O Vale da Candeeira tem várias particularidades que o fazem o caso ideal para plantar ‘a semente’ de uma regeneração.

  • Não há acesso rodoviário. Não há estrada nem local que permita o acesso a carros, nem 4x4.

  • O vale foi cultivado com centeio até há cerca de 60 anos, após o que é utilizado esporadicamente para pastorícia. Na prática está abandonado.

  • Existem proprietários legais, alguns já falecidos ou sem qualquer pretensão de usar ou cultivar.

  • Mais de 80% da circunscrição do vale é escarpada, sem possibilidade de acesso, por pessoas ou pelo fogo.

  • Não há floresta no vale, apenas alguns vidoeiros dispersos. O solo está totalmente coberto por mato de giesta ou urze.

  • O fundo do vale é de acentuada planura, possibilitando o alagamento/anastomosado do ribeiro através da instalação de represas de água (conhecido na literatura técnica como ‘BDA’ - Beaver Dam Analogue) para fazer subir o nível freático no fundo do vale e religar a hidrologia subterrânea e superficial, com a recriação de um habitat lacustre (evidenciado pela existência nos espectros polínicos de vegetação lacustre - Salgueiros, nenúfares, p.ex.).

Para uma explicação mais aprofundada de como se faz a ‘análise polínica’ e as informaçãos que se podem extraír dessa análise veja aqui.

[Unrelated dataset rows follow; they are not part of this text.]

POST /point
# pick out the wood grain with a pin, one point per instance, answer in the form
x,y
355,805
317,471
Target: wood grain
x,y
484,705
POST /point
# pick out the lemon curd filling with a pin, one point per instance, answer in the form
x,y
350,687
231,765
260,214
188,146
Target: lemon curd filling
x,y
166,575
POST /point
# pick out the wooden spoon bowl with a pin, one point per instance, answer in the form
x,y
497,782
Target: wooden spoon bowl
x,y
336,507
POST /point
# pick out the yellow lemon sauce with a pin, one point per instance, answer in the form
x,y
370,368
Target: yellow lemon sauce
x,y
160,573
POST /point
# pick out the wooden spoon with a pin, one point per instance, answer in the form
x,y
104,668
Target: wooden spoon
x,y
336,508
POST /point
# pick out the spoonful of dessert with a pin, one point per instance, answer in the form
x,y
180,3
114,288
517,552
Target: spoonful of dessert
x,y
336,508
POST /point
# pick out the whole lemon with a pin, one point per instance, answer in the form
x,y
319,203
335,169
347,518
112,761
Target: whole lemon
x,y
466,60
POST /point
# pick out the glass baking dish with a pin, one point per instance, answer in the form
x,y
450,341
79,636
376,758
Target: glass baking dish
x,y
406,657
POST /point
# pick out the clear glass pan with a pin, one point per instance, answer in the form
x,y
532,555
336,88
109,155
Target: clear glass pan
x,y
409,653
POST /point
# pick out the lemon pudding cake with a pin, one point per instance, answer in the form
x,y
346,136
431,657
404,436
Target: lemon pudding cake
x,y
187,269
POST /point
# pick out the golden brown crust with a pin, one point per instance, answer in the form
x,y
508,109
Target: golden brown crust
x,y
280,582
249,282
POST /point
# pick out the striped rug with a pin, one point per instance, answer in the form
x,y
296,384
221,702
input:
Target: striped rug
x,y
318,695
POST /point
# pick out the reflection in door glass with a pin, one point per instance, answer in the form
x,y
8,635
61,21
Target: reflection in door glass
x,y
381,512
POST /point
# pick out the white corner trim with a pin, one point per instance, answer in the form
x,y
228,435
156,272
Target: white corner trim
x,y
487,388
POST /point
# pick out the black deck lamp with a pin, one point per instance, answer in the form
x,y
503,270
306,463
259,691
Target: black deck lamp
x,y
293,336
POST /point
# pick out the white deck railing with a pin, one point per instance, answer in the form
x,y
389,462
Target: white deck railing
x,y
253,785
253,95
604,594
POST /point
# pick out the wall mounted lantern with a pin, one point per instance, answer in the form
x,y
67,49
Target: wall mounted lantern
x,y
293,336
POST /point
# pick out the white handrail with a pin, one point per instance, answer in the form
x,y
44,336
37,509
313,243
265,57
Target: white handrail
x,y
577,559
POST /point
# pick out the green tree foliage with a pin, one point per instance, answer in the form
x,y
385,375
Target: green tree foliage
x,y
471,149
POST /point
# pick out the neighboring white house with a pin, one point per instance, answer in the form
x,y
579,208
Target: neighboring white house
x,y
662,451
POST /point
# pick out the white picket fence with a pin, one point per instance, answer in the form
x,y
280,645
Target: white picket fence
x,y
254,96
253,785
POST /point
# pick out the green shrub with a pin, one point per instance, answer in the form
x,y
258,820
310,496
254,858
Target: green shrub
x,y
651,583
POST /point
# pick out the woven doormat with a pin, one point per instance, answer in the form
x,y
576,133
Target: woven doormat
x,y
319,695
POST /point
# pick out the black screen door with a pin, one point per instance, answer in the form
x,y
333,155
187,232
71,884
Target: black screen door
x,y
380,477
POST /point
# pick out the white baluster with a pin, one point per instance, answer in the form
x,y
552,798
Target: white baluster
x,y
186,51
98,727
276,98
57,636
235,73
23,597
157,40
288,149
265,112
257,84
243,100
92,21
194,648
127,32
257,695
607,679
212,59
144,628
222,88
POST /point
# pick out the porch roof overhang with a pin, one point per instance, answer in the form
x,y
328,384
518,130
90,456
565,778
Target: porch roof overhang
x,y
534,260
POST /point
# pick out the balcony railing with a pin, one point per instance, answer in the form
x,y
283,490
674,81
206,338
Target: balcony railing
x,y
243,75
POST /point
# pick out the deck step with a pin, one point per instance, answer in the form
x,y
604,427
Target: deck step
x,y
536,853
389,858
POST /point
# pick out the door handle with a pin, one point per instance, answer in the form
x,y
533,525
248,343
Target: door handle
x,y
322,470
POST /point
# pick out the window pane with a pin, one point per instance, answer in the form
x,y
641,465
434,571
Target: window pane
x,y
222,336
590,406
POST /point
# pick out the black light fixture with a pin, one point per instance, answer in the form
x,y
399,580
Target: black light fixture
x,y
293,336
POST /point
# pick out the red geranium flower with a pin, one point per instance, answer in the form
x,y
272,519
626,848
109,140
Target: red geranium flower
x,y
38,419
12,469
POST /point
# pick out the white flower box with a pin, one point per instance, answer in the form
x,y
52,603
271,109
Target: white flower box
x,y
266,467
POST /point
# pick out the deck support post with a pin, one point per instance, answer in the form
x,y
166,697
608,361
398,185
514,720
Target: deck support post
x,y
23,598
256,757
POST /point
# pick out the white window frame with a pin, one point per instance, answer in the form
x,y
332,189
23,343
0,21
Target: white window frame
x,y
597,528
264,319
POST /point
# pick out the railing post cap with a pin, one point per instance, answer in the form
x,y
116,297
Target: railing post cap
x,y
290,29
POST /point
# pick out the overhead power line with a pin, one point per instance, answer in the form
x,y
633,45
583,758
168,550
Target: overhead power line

Todas as árvores identificadas nos estudos sobre o passado da vegetação na Serra da Estrela, existem ainda na Serra. Propomos ‘apenas’ juntar a mistura certa em um mesmo local…

Evita-se por completo a importação, ou ‘poluição genética’, com plantas de origem externa ou desconhecida.

Temos fé na possibilidade de se iniciar um processo de regeneração sem retorno; que a regeneração que se inicia neste vale possa ser, a partir de aqui, um ponto de início de uma regeneração mais vasta.

Devemos entregar um Mundo melhor aos nossos filhos do que aquele que nos foi entregue pelos nossos pais.

Sozinhos não conseguimos mudar o Mundo, mas podemos melhorar um cantinho.